I was hoping I'd tie into a fat gill at the local public pond I like to fish early/late in the year. I have pulled many 9"ers from this pond, even one this spring when the pond was 80% iced over. I caught over 20 fish in two hours Saturday, but all small gills and two average bass until I finally got the fly in front of a bigger bluegill.


----------



## briney dave (Aug 28, 2013)

very nice: I hit a pond a couple years ago with my 4wt. first five fish were fish ohios. Very fun on that weight. I can only imagine on a one


----------



## Flymaker (Jan 24, 2013)

No matter how old or experienced we become as fly fishers......there is something to be said for a evening on a farm pond playing with Gills....I never get tired of it....Nice fish Cream


----------



## meathelmet (Aug 4, 2008)

Nice looking reel....what kind?


----------



## sbreech (Jun 6, 2010)

That's a beauty of a gill, Jeff! Nice work.
[/COLOR] 
Meathelmet, that reel is a TFO BVK Click reel. VERY VERY light, nice sounding click. I was looking at one at Mad River Outfitters on Saturday. In my opinion, it is one of the finer looking reels. It also helps that it's my favorite color...


----------



## MIKE*A (Apr 12, 2009)

Nice job!

Mike


----------



## TheCream (Mar 19, 2009)

sbreech said:


> That's a beauty of a gill, Jeff! Nice work.
> [/COLOR]
> Meathelmet, that reel is a TFO BVK Click reel. VERY VERY light, nice sounding click. I was looking at one at Mad River Outfitters on Saturday. In my opinion, it is one of the finer looking reels. It also helps that it's my favorite color...




The only thing I dislike about it is the lack of a counter balance weight across from the reel handle. I know why they did it, to save weight, the reel weighs like 2.1oz empty. And honestly it doesn't make much of a difference not having the counter balance there, except when I am stripping line off to cast. When you strip line like that the reel feels wobbly because the minute weight of the handle throws the balance off slightly. Picky, I know.


----------



## Crawdude (Feb 6, 2013)

Looks like a blast! I've never cast anything lighter than a 4wt. I need to give some I those lighter weights a try.


Posted using Outdoor Hub Campfire


----------



## TheCream (Mar 19, 2009)

Popped #2 on Friday:










That fish was almost 10" and very thick.


----------



## Crawdude (Feb 6, 2013)

How is it that I'm jealous of a bluegill???


----------



## rickerd (Jul 16, 2008)

Beautiful fish man.
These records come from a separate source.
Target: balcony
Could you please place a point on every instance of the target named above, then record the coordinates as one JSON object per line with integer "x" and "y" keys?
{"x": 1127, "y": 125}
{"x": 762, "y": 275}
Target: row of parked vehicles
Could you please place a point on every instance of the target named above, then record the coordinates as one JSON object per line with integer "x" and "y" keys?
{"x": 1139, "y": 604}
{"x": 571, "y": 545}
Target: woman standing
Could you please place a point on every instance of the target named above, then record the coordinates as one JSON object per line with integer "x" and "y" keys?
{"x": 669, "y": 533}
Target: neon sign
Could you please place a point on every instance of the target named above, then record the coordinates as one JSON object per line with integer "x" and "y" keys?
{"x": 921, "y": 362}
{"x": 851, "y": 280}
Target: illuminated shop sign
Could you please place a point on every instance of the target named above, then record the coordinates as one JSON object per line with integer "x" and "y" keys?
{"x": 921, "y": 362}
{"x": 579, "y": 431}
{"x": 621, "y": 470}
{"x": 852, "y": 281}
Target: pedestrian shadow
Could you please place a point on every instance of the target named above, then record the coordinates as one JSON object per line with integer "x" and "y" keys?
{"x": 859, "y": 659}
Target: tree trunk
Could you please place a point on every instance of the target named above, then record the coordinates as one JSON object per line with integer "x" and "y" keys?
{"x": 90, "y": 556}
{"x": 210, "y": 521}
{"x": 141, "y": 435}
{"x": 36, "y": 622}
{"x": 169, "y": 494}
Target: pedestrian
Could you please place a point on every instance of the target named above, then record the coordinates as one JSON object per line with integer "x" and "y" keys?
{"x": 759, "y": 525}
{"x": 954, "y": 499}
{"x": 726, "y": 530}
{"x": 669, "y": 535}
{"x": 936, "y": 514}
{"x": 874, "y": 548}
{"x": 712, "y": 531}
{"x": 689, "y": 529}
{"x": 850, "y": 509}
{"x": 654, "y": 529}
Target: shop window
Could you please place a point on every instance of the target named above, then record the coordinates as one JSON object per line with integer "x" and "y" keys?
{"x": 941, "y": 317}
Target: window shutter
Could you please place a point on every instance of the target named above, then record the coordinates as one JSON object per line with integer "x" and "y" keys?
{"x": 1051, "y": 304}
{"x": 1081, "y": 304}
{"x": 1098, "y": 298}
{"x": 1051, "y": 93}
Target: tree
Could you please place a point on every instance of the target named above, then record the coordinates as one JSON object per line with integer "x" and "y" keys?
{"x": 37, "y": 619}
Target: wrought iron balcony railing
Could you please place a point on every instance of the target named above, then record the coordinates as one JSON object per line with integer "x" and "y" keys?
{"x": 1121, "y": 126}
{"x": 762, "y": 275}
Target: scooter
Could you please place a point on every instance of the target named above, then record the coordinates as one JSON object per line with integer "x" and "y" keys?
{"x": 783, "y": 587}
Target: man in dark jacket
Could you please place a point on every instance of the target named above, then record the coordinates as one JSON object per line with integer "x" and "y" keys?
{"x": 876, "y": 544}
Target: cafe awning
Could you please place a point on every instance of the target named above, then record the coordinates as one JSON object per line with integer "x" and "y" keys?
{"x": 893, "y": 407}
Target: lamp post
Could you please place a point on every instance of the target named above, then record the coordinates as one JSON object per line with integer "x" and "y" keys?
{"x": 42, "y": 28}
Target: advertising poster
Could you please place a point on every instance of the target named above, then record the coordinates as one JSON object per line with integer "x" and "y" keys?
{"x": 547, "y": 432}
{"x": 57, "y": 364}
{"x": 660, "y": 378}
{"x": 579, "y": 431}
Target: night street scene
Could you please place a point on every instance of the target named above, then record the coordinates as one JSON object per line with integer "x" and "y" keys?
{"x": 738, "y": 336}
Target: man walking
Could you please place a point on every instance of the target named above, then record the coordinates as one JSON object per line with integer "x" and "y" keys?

It never gets old catching "gorilla" gills on a fly rod. But on a 1 WT, that is a best in class. The tail on that first fish makes me think it has more room to grow. It must have been a fighter. Thank you for the report.


----------



## ejsell (May 3, 2012)

He looks like he ate a frisbee.


----------



## TheCream (Mar 19, 2009)

ejsell said:


> He looks like he ate a frisbee.


Even better, he ate a new fly pattern I was testing.


----------



## kingofamberley (Jul 11, 2012)

Nice slabs! I bet they are a blast on the 1 wt. I would like to invest in a lighter fly rig some day.


----------